After we were finished skating we indulged with another Canadian tradition: The BeaverTail pastry, which is apparently a creation of the early Canadian explorers, but the modern version of this delicious treat originated in Ottawa, at the canal. A BeaverTail is basically dough that is deep fried and then smothered in the topping of your choice (I chose cinnamon and sugar, mmmmm!) I also discovered that they are now made with whole wheat flour, and are fried in veggie oil, so they're practically a health food (haha, I wish).

From the BeaverTail hut we headed home. It snowed the whole way. Since we have now gone skating on the Rideau canal (which was on this year's winter to-do list) I feel like it can officially warm up now and become spring...after all, in another strong Canadian tradition, we have some maple syrup to make!

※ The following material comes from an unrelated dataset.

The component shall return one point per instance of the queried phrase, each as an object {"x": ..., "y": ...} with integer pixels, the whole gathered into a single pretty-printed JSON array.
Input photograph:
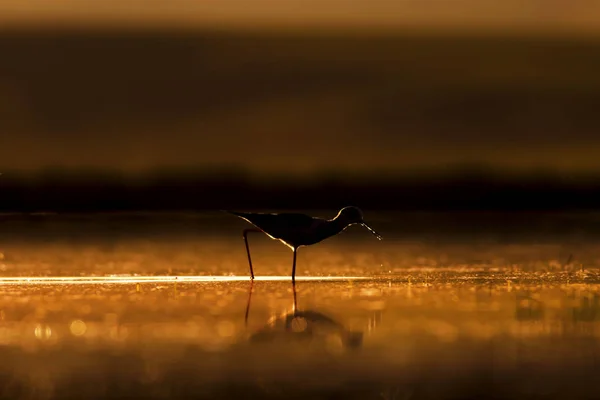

Wednesday, February 13, 2008

the noble platypus


My cousin, Christina, started this AWESOME website, Noble Platypus. As she puts it, "Popular Culture really can churn out some interesting kinds of characters. Why not use this silly creature to celebrate all these oddities and stereotypes that flood our life experiences." And that is exactly what she has done, by turning the platypus into a colourful canvas and painting a very vivid picture of how weird our culture/lifestyles/world can be. I love browsing through all the different characters. The Noble Platypus reminds me to see the humour in our mainstream culture. So often I get really stressed out about some aspect of our world. There's nothing like a platypus to cheer you up!

yay!

So, I was just reading Jessica's blog Life in Elgin and I noticed she added me to her blogroll links. I'm excited because nobody's ever linked me before (I don't think...) and because I read her blog pretty much every day, since she is a far more prolific blogger than I am. And, at risk for sounding like a total nerd right now, I sometimes look at her blogroll and think, "I wish my blog was on there." And then I would sigh and think about updating my blog, but inevitably I'd get distracted and read hers some more instead.

I enjoy Life in Elgin because Jessica always finds the coolest things on the 'net. I discovered Bits and Bobbins through her, the webstoreEtsy through her, and Wardrobe Remix through her. All fun, creative, inspiring stuff. Love it!

Anyway, this is a really long way of saying thanks, Jessica! Favour returned!